In the wake of the shootings in Tucson, Ariz., the familiar questions inevitably resurfaced: Are communities where more people carry guns safer or less safe? Does the availability of high-capacity magazines increase deaths? Do more rigorous background checks make a difference?
The reality is that even these and other basic questions cannot be fully answered, because not enough research has been done. And there is a reason for that: Scientists in the field and former officials with the government agency that used to finance the great bulk of this research agree in saying that the influence of the National Rifle Association has all but choked off money for such work.
"We've been stopped from answering the basic questions," said Mark Rosenberg, former director of the National Center for Injury Control and Prevention, part of the federal Centers for Disease Control and Prevention, which was for about a decade the leading source of financing for firearms research.
Chris Cox, the NRA's chief lobbyist, said his group had not tried to squelch genuine scientific inquiries, just politically slanted ones.
"Our concern is not with legitimate medical science," Mr. Cox said. "Our concern is they were promoting the idea that gun ownership was a disease that needed to be eradicated."
The amount of money available today for studying the impact of firearms is a fraction of what it was in the mid-1990s, and the number of scientists toiling in the field has dwindled to a handful as a result, according to researchers.
The dearth of money can be traced in large measure to a clash between public health scientists and the NRA in the mid-1990s. At the time, Dr. Rosenberg and others at the CDC were becoming increasingly assertive about the importance of studying gun-related injuries and deaths as a public health phenomenon, financing studies that found, for example, having a gun in the house, rather than conferring protection, significantly increased the risk of homicide by a family member or intimate acquaintance.

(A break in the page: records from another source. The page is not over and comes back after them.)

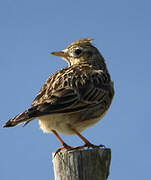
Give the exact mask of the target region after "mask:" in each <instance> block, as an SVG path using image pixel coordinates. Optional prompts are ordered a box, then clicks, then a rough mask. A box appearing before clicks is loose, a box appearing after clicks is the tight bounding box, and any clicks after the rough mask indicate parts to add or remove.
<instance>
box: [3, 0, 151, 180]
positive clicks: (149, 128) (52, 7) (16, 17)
mask: <svg viewBox="0 0 151 180" xmlns="http://www.w3.org/2000/svg"><path fill="white" fill-rule="evenodd" d="M85 37H93V38H95V41H94V42H93V43H94V44H95V45H96V46H97V48H99V50H100V51H101V52H102V54H103V55H104V57H105V59H106V62H107V65H108V68H109V70H110V73H111V75H112V79H113V80H114V82H115V92H116V95H115V98H114V101H113V104H112V106H111V108H110V110H109V112H108V113H107V115H106V116H105V117H104V118H103V120H102V121H101V122H99V123H98V124H97V125H96V126H94V127H92V128H89V129H88V130H86V131H85V132H83V135H85V136H86V137H87V138H88V139H89V140H90V141H92V142H93V143H94V144H105V145H106V146H107V147H109V148H111V149H112V165H111V174H110V178H109V179H110V180H121V179H122V180H127V179H133V180H134V179H137V180H142V179H150V168H151V158H150V152H151V143H150V128H151V120H150V117H151V115H150V113H151V110H150V101H151V81H150V78H151V72H150V68H151V1H149V0H148V1H147V0H144V1H141V0H125V1H121V0H114V1H106V0H94V1H92V0H87V1H85V0H83V1H80V0H76V1H73V0H64V1H61V0H60V1H59V0H55V1H54V0H44V1H39V0H26V1H23V0H1V1H0V83H1V88H0V101H1V102H0V107H1V108H0V109H1V113H0V126H2V125H3V124H4V122H5V121H6V120H8V119H9V118H11V117H13V116H15V115H16V114H18V113H20V112H22V111H24V110H25V109H26V108H28V107H29V106H30V104H31V103H32V100H33V99H34V97H35V96H36V94H37V93H38V91H39V90H40V88H41V87H42V85H43V84H44V82H45V80H46V79H47V78H48V77H49V75H50V74H52V73H53V72H55V71H57V70H59V69H60V68H62V67H65V66H67V64H66V62H65V61H63V60H62V59H59V58H58V57H55V56H52V55H49V52H51V51H55V50H62V49H64V48H65V47H66V46H67V45H68V44H69V43H71V42H72V41H74V40H78V39H80V38H85ZM62 137H63V138H64V140H65V141H66V142H68V143H69V144H70V145H81V144H82V142H81V140H80V139H79V138H78V137H75V136H70V137H68V136H62ZM59 146H60V143H59V142H58V140H57V139H56V137H55V136H54V135H52V134H51V135H49V134H44V133H43V132H42V131H41V130H40V128H39V126H38V121H37V120H35V121H33V122H32V123H30V124H29V125H28V126H26V127H25V128H22V127H21V126H18V127H15V128H10V129H3V128H0V179H1V180H10V179H14V180H26V179H37V180H40V179H44V180H50V179H54V175H53V167H52V166H53V165H52V157H51V153H52V152H54V151H56V149H57V148H58V147H59Z"/></svg>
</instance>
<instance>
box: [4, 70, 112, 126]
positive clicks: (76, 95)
mask: <svg viewBox="0 0 151 180" xmlns="http://www.w3.org/2000/svg"><path fill="white" fill-rule="evenodd" d="M79 69H80V68H79V67H78V68H77V69H76V68H75V67H74V70H72V69H71V68H68V69H63V70H61V71H59V72H57V73H55V74H54V75H52V76H51V77H50V78H49V79H48V80H47V82H46V83H45V85H44V86H43V88H42V89H41V91H40V92H39V94H38V96H37V97H36V98H35V100H34V102H33V104H32V106H31V108H30V109H28V110H26V111H25V112H23V113H21V114H19V115H18V116H16V117H15V118H13V119H10V120H9V121H8V122H7V123H6V124H5V125H4V127H11V126H15V125H17V124H20V123H22V122H24V123H25V124H27V123H28V122H29V121H31V120H32V119H34V118H36V117H40V116H43V115H48V114H54V113H71V112H72V113H73V112H76V111H82V110H84V109H87V108H91V107H93V106H95V105H96V104H100V103H102V102H103V101H104V99H105V96H106V95H109V96H110V94H111V95H112V93H113V92H112V88H111V81H110V77H109V75H108V74H106V73H104V72H103V71H101V70H100V71H99V70H96V71H95V70H94V71H92V70H89V69H88V68H85V69H84V70H83V69H82V70H81V71H80V70H79ZM91 71H92V72H91ZM104 103H105V102H104Z"/></svg>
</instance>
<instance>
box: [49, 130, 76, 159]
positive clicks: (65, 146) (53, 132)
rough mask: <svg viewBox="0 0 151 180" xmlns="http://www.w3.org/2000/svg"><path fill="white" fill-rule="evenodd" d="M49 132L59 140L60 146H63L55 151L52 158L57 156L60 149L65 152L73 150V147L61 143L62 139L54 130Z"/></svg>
mask: <svg viewBox="0 0 151 180" xmlns="http://www.w3.org/2000/svg"><path fill="white" fill-rule="evenodd" d="M51 131H52V132H53V133H54V134H55V135H56V137H57V138H58V139H59V141H60V142H61V144H62V145H63V146H62V147H60V148H59V149H58V150H57V151H56V153H55V155H54V157H55V156H56V155H57V153H58V152H60V151H61V150H62V149H66V150H67V151H70V150H73V149H75V148H74V147H71V146H69V145H68V144H66V143H65V142H64V141H63V139H62V138H61V137H60V136H59V134H58V133H57V132H56V131H55V130H51Z"/></svg>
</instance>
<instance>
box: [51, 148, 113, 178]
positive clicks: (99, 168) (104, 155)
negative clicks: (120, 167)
mask: <svg viewBox="0 0 151 180" xmlns="http://www.w3.org/2000/svg"><path fill="white" fill-rule="evenodd" d="M53 156H54V153H53ZM110 162H111V150H110V149H107V148H104V149H88V150H74V151H69V152H59V153H58V154H57V155H56V156H55V157H53V165H54V174H55V180H107V178H108V176H109V168H110Z"/></svg>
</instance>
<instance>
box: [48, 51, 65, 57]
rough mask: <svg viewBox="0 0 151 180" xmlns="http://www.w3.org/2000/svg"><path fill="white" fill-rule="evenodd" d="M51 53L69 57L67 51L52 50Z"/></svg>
mask: <svg viewBox="0 0 151 180" xmlns="http://www.w3.org/2000/svg"><path fill="white" fill-rule="evenodd" d="M51 54H52V55H55V56H59V57H63V58H66V57H67V53H66V52H65V51H58V52H52V53H51Z"/></svg>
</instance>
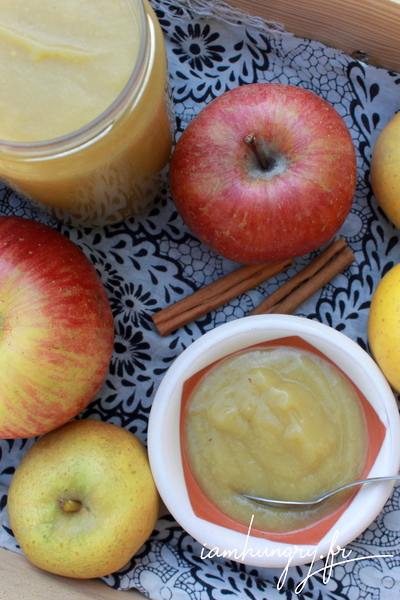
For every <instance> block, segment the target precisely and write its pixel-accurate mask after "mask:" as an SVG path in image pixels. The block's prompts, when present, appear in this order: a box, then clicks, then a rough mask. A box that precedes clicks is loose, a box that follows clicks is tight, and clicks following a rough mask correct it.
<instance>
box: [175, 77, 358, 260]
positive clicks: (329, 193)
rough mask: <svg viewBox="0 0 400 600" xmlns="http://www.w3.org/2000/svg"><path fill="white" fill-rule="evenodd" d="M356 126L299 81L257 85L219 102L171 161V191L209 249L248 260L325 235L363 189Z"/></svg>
mask: <svg viewBox="0 0 400 600" xmlns="http://www.w3.org/2000/svg"><path fill="white" fill-rule="evenodd" d="M356 175H357V166H356V156H355V150H354V144H353V141H352V138H351V135H350V132H349V130H348V128H347V125H346V124H345V122H344V120H343V118H342V117H341V116H340V115H339V113H338V112H337V110H336V109H335V108H334V107H333V106H332V105H331V104H329V103H328V102H326V101H325V100H324V99H322V98H320V97H319V96H317V95H316V94H315V93H313V92H311V91H308V90H304V89H301V88H298V87H296V86H293V85H285V84H279V83H255V84H248V85H244V86H242V87H238V88H235V89H232V90H229V91H227V92H225V93H223V94H222V95H221V96H219V97H217V98H216V99H214V100H212V101H211V102H210V103H209V104H208V105H207V106H206V107H205V108H204V109H203V110H202V111H201V112H200V113H199V114H198V115H197V116H196V117H195V118H194V119H193V121H192V122H191V123H190V124H189V125H188V126H187V128H186V129H185V131H184V132H183V134H182V136H181V137H180V139H179V141H178V143H177V145H176V147H175V150H174V153H173V155H172V159H171V165H170V188H171V194H172V198H173V200H174V202H175V205H176V208H177V210H178V212H179V213H180V215H181V217H182V218H183V220H184V221H185V223H186V225H187V227H188V228H189V230H190V231H191V232H192V233H193V234H194V235H196V236H197V237H198V238H199V239H200V240H201V241H202V242H203V243H204V244H205V245H206V246H208V247H209V248H211V249H212V250H214V251H215V252H217V253H219V254H220V255H222V256H224V257H226V258H229V259H231V260H233V261H236V262H239V263H242V264H250V263H259V262H268V261H278V260H283V259H287V258H294V257H296V256H300V255H303V254H306V253H308V252H311V251H312V250H315V249H317V248H319V247H320V246H322V245H323V244H325V243H326V242H328V241H329V240H330V239H331V238H332V237H333V236H334V235H335V234H336V233H337V232H338V230H339V229H340V227H341V226H342V224H343V223H344V221H345V219H346V217H347V215H348V213H349V212H350V209H351V206H352V202H353V197H354V192H355V186H356Z"/></svg>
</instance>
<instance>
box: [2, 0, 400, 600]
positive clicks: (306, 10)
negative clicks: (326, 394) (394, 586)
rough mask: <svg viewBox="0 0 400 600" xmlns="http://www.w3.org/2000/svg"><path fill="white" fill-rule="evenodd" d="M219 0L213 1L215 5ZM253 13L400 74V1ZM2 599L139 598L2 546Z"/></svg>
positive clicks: (71, 598)
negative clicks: (60, 571) (69, 578)
mask: <svg viewBox="0 0 400 600" xmlns="http://www.w3.org/2000/svg"><path fill="white" fill-rule="evenodd" d="M217 2H218V0H210V3H211V4H217ZM229 4H230V5H231V6H233V7H237V8H240V9H242V10H244V11H246V12H248V13H250V14H253V15H255V16H259V17H262V18H264V19H265V20H267V21H274V22H278V23H281V24H282V25H284V27H285V29H286V30H287V31H288V32H291V33H294V34H295V35H298V36H300V37H306V38H311V39H316V40H319V41H321V42H323V43H325V44H328V45H331V46H334V47H336V48H339V49H341V50H344V51H345V52H347V53H349V54H352V53H353V52H355V51H361V52H364V53H366V54H367V55H368V58H369V62H370V63H371V64H373V65H376V66H383V67H385V68H386V69H389V70H394V71H397V72H400V0H363V1H362V2H355V1H353V2H352V1H351V0H329V1H328V0H326V1H325V2H323V1H322V0H302V1H301V2H299V1H298V0H270V1H269V2H268V3H266V2H265V0H230V2H229ZM0 590H1V592H0V594H1V593H2V594H3V595H2V596H1V598H12V599H13V600H39V599H40V600H54V598H57V599H58V600H85V599H86V600H91V599H97V600H124V598H126V600H135V599H143V598H144V596H142V595H141V594H139V593H138V592H136V591H133V590H129V591H126V592H125V591H124V592H122V591H115V590H113V589H111V588H110V587H108V586H107V585H106V584H105V583H103V582H102V581H99V580H90V581H88V580H84V581H82V580H73V579H66V578H62V577H57V576H53V575H51V574H49V573H45V572H44V571H40V570H39V569H37V568H36V567H34V566H33V565H31V564H30V563H29V562H28V561H27V560H26V559H25V558H24V557H23V556H20V555H18V554H16V553H14V552H9V551H7V550H4V549H2V548H0Z"/></svg>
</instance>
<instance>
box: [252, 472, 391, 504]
mask: <svg viewBox="0 0 400 600" xmlns="http://www.w3.org/2000/svg"><path fill="white" fill-rule="evenodd" d="M398 480H400V475H391V476H387V477H369V478H368V479H360V480H359V481H353V482H352V483H348V484H347V485H343V486H342V487H340V488H337V489H336V490H332V491H331V492H328V493H327V494H324V495H323V496H321V497H320V498H317V499H316V500H309V501H307V502H301V501H291V500H270V499H268V498H260V497H258V496H251V495H250V494H241V496H243V498H247V499H248V500H252V501H253V502H257V503H258V504H262V505H264V506H271V507H274V508H286V509H304V508H309V507H312V506H315V505H317V504H319V503H320V502H323V501H324V500H326V499H327V498H330V497H331V496H333V495H334V494H337V493H338V492H342V491H343V490H347V489H348V488H350V487H353V486H355V485H363V484H364V483H373V482H377V481H398Z"/></svg>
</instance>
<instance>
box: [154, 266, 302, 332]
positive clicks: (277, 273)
mask: <svg viewBox="0 0 400 600" xmlns="http://www.w3.org/2000/svg"><path fill="white" fill-rule="evenodd" d="M290 264H291V261H290V260H283V261H279V262H276V263H266V264H265V263H264V264H258V265H245V266H243V267H240V268H239V269H236V270H235V271H232V272H231V273H229V274H228V275H225V276H223V277H221V278H220V279H218V280H216V281H214V282H212V283H210V284H208V285H206V286H204V287H203V288H201V289H199V290H197V291H196V292H194V293H193V294H190V295H189V296H187V297H186V298H183V299H182V300H179V301H178V302H175V304H172V305H170V306H167V307H166V308H164V309H162V310H160V311H158V312H157V313H155V314H154V315H153V316H152V319H153V322H154V324H155V326H156V327H157V329H158V331H159V333H160V334H161V335H162V336H165V335H168V334H169V333H171V331H174V330H175V329H178V328H179V327H183V325H186V324H187V323H190V322H191V321H194V320H196V319H198V318H200V317H202V316H204V315H206V314H207V313H208V312H210V311H211V310H214V309H215V308H218V307H219V306H222V305H223V304H226V303H227V302H229V301H230V300H232V299H233V298H236V297H237V296H239V295H240V294H243V293H244V292H246V291H248V290H251V289H252V288H254V287H255V286H256V285H259V284H260V283H262V282H263V281H266V280H267V279H269V278H270V277H273V276H274V275H277V274H278V273H281V272H282V271H284V270H285V269H287V268H288V267H289V265H290Z"/></svg>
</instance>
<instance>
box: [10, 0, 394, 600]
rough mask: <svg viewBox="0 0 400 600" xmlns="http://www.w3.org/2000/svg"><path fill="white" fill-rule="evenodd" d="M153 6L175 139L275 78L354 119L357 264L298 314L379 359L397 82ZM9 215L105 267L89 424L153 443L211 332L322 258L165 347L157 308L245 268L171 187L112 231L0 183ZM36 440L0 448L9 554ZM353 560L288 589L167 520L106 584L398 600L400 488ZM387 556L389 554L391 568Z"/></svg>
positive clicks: (255, 37) (387, 232)
mask: <svg viewBox="0 0 400 600" xmlns="http://www.w3.org/2000/svg"><path fill="white" fill-rule="evenodd" d="M152 6H153V8H154V9H155V11H156V13H157V16H158V18H159V21H160V23H161V26H162V29H163V32H164V36H165V42H166V47H167V53H168V60H169V71H170V83H171V89H172V95H173V103H174V110H175V119H176V121H175V132H174V135H175V139H178V138H179V135H180V134H181V132H182V131H183V130H184V129H185V127H186V126H187V125H188V123H189V122H190V121H191V119H192V118H193V117H194V116H195V115H196V114H197V113H198V112H199V111H200V110H201V109H202V108H203V107H204V106H205V105H206V104H207V103H208V102H210V101H211V100H212V99H213V98H215V97H216V96H218V95H220V94H221V93H223V92H224V91H225V90H228V89H231V88H234V87H236V86H239V85H245V84H248V83H253V82H269V81H275V82H282V83H289V84H294V85H297V86H300V87H303V88H307V89H310V90H313V91H314V92H316V93H317V94H319V95H320V96H322V97H323V98H325V99H326V100H328V101H329V102H330V103H331V104H332V105H333V106H334V107H335V108H336V109H337V110H338V111H339V113H340V114H341V115H342V116H343V118H344V119H345V121H346V123H347V125H348V127H349V129H350V131H351V134H352V136H353V139H354V143H355V147H356V152H357V161H358V185H357V192H356V196H355V198H354V204H353V208H352V211H351V214H350V215H349V217H348V219H347V220H346V222H345V224H344V226H343V227H342V229H341V232H340V233H341V235H343V236H344V237H345V239H346V241H347V243H348V244H349V245H350V246H351V248H352V249H353V251H354V253H355V256H356V262H355V263H354V264H353V265H352V266H351V267H350V268H348V269H347V270H346V271H344V272H343V273H342V274H340V275H339V276H337V277H335V278H334V280H333V281H331V282H330V283H329V284H328V285H327V286H325V288H324V289H323V290H322V291H321V292H318V293H316V294H315V295H314V296H313V297H312V298H310V299H309V300H308V301H307V302H305V303H304V304H303V305H302V306H301V307H300V308H299V309H298V310H297V311H296V314H298V315H302V316H304V317H307V318H309V319H313V320H316V321H319V322H321V323H325V324H327V325H330V326H331V327H333V328H335V329H337V330H339V331H341V332H343V333H344V334H346V335H347V336H348V337H349V338H351V339H353V340H354V341H356V342H357V343H358V344H359V345H360V346H361V347H362V348H364V349H366V350H367V351H368V345H367V319H368V311H369V306H370V301H371V297H372V293H373V291H374V289H375V287H376V285H377V283H378V282H379V280H380V279H381V277H382V276H383V275H384V273H385V272H387V271H388V270H389V269H390V268H391V267H392V266H393V265H395V264H396V263H398V262H399V261H400V240H399V230H398V229H396V227H394V225H392V224H391V223H390V222H389V221H388V219H387V218H386V217H385V215H384V214H383V212H382V211H381V210H380V209H379V207H378V205H377V203H376V200H375V198H374V196H373V194H372V192H371V188H370V181H369V165H370V158H371V152H372V148H373V145H374V143H375V140H376V138H377V136H378V134H379V132H380V131H381V130H382V128H383V127H384V125H385V124H386V123H387V122H388V121H389V119H390V118H391V117H392V116H393V115H394V114H395V113H396V111H398V110H399V109H400V75H399V74H397V73H394V72H389V71H387V70H385V69H378V68H375V67H372V66H369V65H368V64H366V63H364V62H360V61H359V60H356V59H353V58H352V57H350V56H349V55H347V54H345V53H343V52H341V51H338V50H336V49H334V48H331V47H326V46H324V45H323V44H321V43H319V42H316V41H310V40H306V39H299V38H297V37H294V36H293V35H291V34H290V33H288V32H286V31H285V30H284V28H283V26H280V25H279V24H274V23H265V22H264V21H262V20H261V19H258V18H254V17H250V16H249V15H246V14H244V13H241V12H238V11H236V10H232V9H230V7H229V6H228V5H225V4H224V3H219V2H213V3H209V2H206V1H205V0H204V1H203V0H198V1H197V0H191V1H190V0H187V1H185V0H176V1H175V2H174V1H172V0H171V1H169V0H152ZM210 7H211V8H210ZM361 50H362V49H361ZM0 214H1V215H20V216H23V217H26V218H30V219H35V220H38V221H42V222H44V223H47V224H48V225H50V226H52V227H56V228H58V229H60V230H61V231H62V232H63V234H65V235H66V236H68V237H69V238H70V239H71V240H73V242H75V243H76V244H77V245H78V246H79V247H80V248H81V249H82V250H83V252H85V254H86V255H87V256H88V257H89V258H90V260H91V261H92V263H93V264H94V266H95V267H96V269H97V271H98V273H99V275H100V277H101V279H102V282H103V284H104V286H105V288H106V290H107V292H108V295H109V298H110V302H111V306H112V310H113V314H114V319H115V348H114V353H113V357H112V361H111V365H110V370H109V374H108V376H107V379H106V381H105V383H104V385H103V387H102V389H101V391H100V392H99V394H98V395H97V397H96V398H95V399H94V400H93V402H92V403H91V404H90V406H89V407H88V408H87V409H86V410H85V411H84V413H82V415H80V417H92V418H95V419H101V420H104V421H109V422H112V423H116V424H118V425H121V426H123V427H125V428H127V429H129V430H130V431H132V432H133V433H135V434H136V435H138V437H139V438H140V439H141V440H142V441H143V442H145V443H146V439H147V423H148V417H149V412H150V409H151V405H152V400H153V398H154V394H155V392H156V390H157V387H158V385H159V383H160V381H161V379H162V377H163V375H164V374H165V372H166V371H167V369H168V368H169V366H170V365H171V364H172V363H173V361H174V360H175V358H176V357H177V356H178V355H179V354H180V353H181V352H182V351H183V350H184V349H185V348H186V347H187V346H189V344H191V343H192V342H193V341H194V340H196V339H197V338H198V337H199V336H201V335H202V334H203V333H205V332H207V331H209V330H210V329H212V328H214V327H217V326H219V325H220V324H222V323H225V322H227V321H229V320H232V319H236V318H238V317H243V316H245V315H246V314H248V312H250V310H251V309H252V308H253V307H254V306H255V305H257V304H259V303H260V302H261V300H262V299H263V298H264V297H265V295H266V294H268V293H270V292H271V291H273V290H274V289H275V288H276V286H277V285H278V284H280V283H281V282H283V281H285V280H286V278H288V277H291V276H293V275H294V274H295V273H296V272H297V271H298V270H299V269H301V268H302V267H303V266H304V265H305V264H306V263H307V262H308V261H309V260H310V258H312V257H313V255H308V256H304V257H301V258H298V259H296V260H294V261H293V265H292V266H291V268H290V269H289V270H288V271H287V272H286V273H284V274H281V275H279V276H277V277H275V278H273V279H272V280H270V281H269V283H268V284H265V285H260V286H258V287H256V288H255V289H253V290H251V291H250V292H248V293H246V294H243V295H242V296H240V297H239V298H237V299H235V300H232V301H231V302H229V304H226V305H225V306H223V307H221V308H219V309H218V310H215V311H213V312H212V313H210V314H208V315H206V316H205V317H203V318H201V319H199V320H197V321H196V322H194V323H191V324H189V325H187V326H185V327H183V328H181V329H179V330H178V331H176V332H174V333H172V334H170V335H168V336H166V337H165V338H162V337H161V336H160V335H159V334H158V333H157V331H156V329H155V327H154V325H153V323H152V321H151V315H152V314H153V313H154V312H155V311H157V310H159V309H160V308H163V307H165V306H166V305H168V304H170V303H172V302H174V301H176V300H179V299H181V298H183V297H184V296H187V295H188V294H189V293H191V292H192V291H194V290H195V289H197V288H199V287H201V286H203V285H204V284H207V283H210V282H211V281H213V280H215V279H217V278H218V277H220V276H222V275H223V274H226V273H228V272H230V271H232V270H233V269H236V268H237V267H238V265H237V264H234V263H232V262H230V261H228V260H225V259H223V258H221V257H220V256H218V255H216V254H215V253H213V252H212V251H210V250H209V249H208V248H206V247H205V246H204V245H202V244H201V243H200V242H199V241H198V240H197V239H196V238H195V237H194V236H193V235H191V233H190V232H189V231H188V229H187V228H186V226H185V225H184V224H183V222H182V220H181V219H180V217H179V215H178V214H177V212H176V210H175V208H174V205H173V202H172V200H171V197H170V194H169V190H168V183H167V180H166V184H165V187H164V189H163V190H162V191H161V193H160V194H159V196H158V197H157V198H155V200H154V203H152V204H151V205H150V206H149V207H148V208H147V209H146V211H145V212H144V214H143V215H141V217H140V218H131V219H128V220H126V221H125V222H123V223H121V224H119V225H114V226H111V227H106V228H87V227H85V228H74V227H67V226H65V225H62V224H60V223H58V222H56V221H54V220H52V219H50V218H49V217H47V216H45V215H44V214H42V213H40V212H39V211H38V210H37V209H36V208H34V207H32V206H31V205H30V204H28V203H27V202H26V201H24V200H23V199H22V198H20V197H19V196H18V195H16V194H15V193H13V192H11V191H10V190H9V189H8V188H7V187H6V186H4V185H2V184H1V183H0ZM32 443H33V440H0V545H1V546H3V547H5V548H8V549H11V550H14V551H16V552H20V549H19V547H18V545H17V543H16V541H15V539H14V537H13V535H12V532H11V530H10V527H9V523H8V516H7V489H8V486H9V484H10V481H11V477H12V475H13V472H14V470H15V468H16V466H17V465H18V463H19V461H20V459H21V458H22V456H23V455H24V453H25V452H26V451H27V449H28V448H29V447H30V446H31V445H32ZM346 550H347V551H349V550H351V559H352V560H351V561H347V562H345V563H344V564H342V565H337V566H335V567H333V568H332V570H331V571H330V572H329V574H327V573H323V572H320V573H317V574H315V575H313V576H312V577H310V578H308V579H307V577H306V576H307V573H308V567H307V566H306V567H291V568H289V570H288V572H287V574H286V577H284V578H283V577H282V573H281V572H280V571H279V570H278V569H262V568H253V567H247V566H244V565H243V564H241V563H237V562H234V561H230V560H225V559H223V558H206V559H202V558H201V556H200V552H201V546H200V545H199V544H198V543H197V542H196V541H195V540H193V539H192V538H191V537H190V536H189V535H188V534H187V533H186V532H185V531H183V530H182V528H181V527H180V526H179V525H178V524H177V523H176V522H175V521H174V520H173V519H172V518H171V517H169V516H166V517H164V518H162V519H160V520H159V521H158V523H157V526H156V529H155V531H154V533H153V535H152V536H151V537H150V539H149V540H148V541H147V542H146V544H145V545H144V546H143V547H142V548H141V550H140V551H139V553H138V554H137V555H136V556H135V557H134V558H133V559H132V560H131V562H130V563H129V564H128V565H126V567H125V568H124V569H122V570H121V571H120V572H118V573H114V574H112V575H110V576H109V577H106V578H104V579H105V581H106V582H107V583H108V584H109V585H110V586H113V587H115V588H117V589H122V590H126V589H129V588H136V589H138V590H139V591H141V592H142V593H143V594H144V595H145V596H148V597H149V598H151V599H152V600H169V599H172V600H208V599H210V598H212V599H213V600H222V599H224V600H226V598H238V599H239V598H240V599H243V598H249V599H254V600H264V599H268V600H275V599H278V598H286V599H287V600H290V599H292V598H301V599H305V598H307V599H309V600H310V599H311V600H317V599H318V600H320V599H325V598H330V599H332V600H339V599H340V600H356V599H357V600H358V599H364V598H365V599H368V600H388V599H393V598H395V597H398V596H399V594H400V487H398V488H395V489H394V492H393V494H392V496H391V498H390V499H389V500H388V502H387V504H386V506H385V507H384V509H383V510H382V512H381V514H380V515H379V517H378V518H377V519H376V520H375V522H374V523H373V524H372V525H371V526H370V527H369V528H368V529H367V531H365V532H364V533H363V534H362V535H361V536H360V537H359V538H358V539H357V540H355V541H354V542H353V543H352V544H350V546H349V547H348V548H347V549H346ZM388 554H390V555H392V557H391V558H387V557H386V558H385V557H383V555H388ZM323 565H324V563H323V561H320V562H319V563H316V564H315V565H314V570H315V571H316V570H318V569H321V568H322V567H323ZM328 575H329V576H328ZM301 582H304V584H303V585H302V589H301V591H299V587H298V586H299V584H300V583H301Z"/></svg>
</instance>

Alarmed, the NRA and its allies on Capitol Hill fought back. The injury center was guilty of "putting out papers that were really political opinion masquerading as medical science," said Mr. Cox, who also worked on this issue for the NRA more than a decade ago.
Initially, pro-gun lawmakers sought to eliminate the injury center completely, arguing its work was "redundant" and reflected a political agenda. When that failed, they turned to the appropriations process. In 1996, Rep. Jay Dickey, R-Ark., succeeded in pushing through an amendment that stripped $2.6 million from the disease control centers' budget, the very amount it had spent on firearms-related research the year before.
"It's really simple with me," Mr. Dickey, 71 and now retired, said in a telephone interview. "We have the right to bear arms because of the threat of government taking over the freedoms that we have."
The Senate later restored the money but designated it for research on traumatic brain injury.
Language was also inserted into the centers' appropriations bill that remains in place today: "None of the funds made available for injury prevention and control at the Centers for Disease Control and Prevention may be used to advocate or promote gun control."
The prohibition is striking, firearms researchers say, because there are already regulations that bar the use of CDC money for lobbying for or against legislation. No other field of inquiry is singled out in this way.
In the end, researchers said, even though it is murky what exactly is allowed under this provision and what is not, the upshot is clear inside the centers: The agency should tread in this area only at its own peril.
"They had a near-death experience," said Arthur Kellermann, whose study on the risks versus the benefits of having guns in the home became a focal point of attack by the NRA.
In the years since, the CDC has been exceedingly wary of financing research focused on firearms. In its annual requests for proposals, for example, firearms research has been notably absent. Gail Hayes, spokeswoman for the centers, confirmed that since 1996, while the agency had issued requests for proposals that include the study of violence, which may include gun violence, it had not sent out any specifically on firearms.
"For policy to be effective, it needs to be based on evidence," said Garen Wintemute, director of the Violence Prevention Research Program at the University of California, Davis, who had his CDC financing cut in 1996. "The National Rifle Association and its allies in Congress have largely succeeded in choking off the development of evidence upon which that policy could be based."
Private foundations initially stepped into the breach, but their attention tends to wax and wane, researchers said. They are also much more interested in work that leads to immediate results and less willing to finance basic epidemiological research that scientists say is necessary to establishing a foundation of knowledge about the connection between guns and violence, or the lack thereof.
The National Institute of Justice, part of the Justice Department, also used to finance firearms research, researchers said, but that money has also petered out in recent years. (Institute officials said they hoped to reinvigorate financing in this area.)
Stephen Teret, founding director of the Johns Hopkins Center for Gun Policy and Research, estimated that the amount of money available for firearms research was a quarter of what it used to be.
With so much uncertainty about financing, Mr. Teret said, the circle of academics who study the phenomenon has fallen off significantly.
"There are far, far fewer researchers working on the problem," he said. "And, therefore, our knowledge about all aspects of guns and public health has not expanded at the pace that one would hope."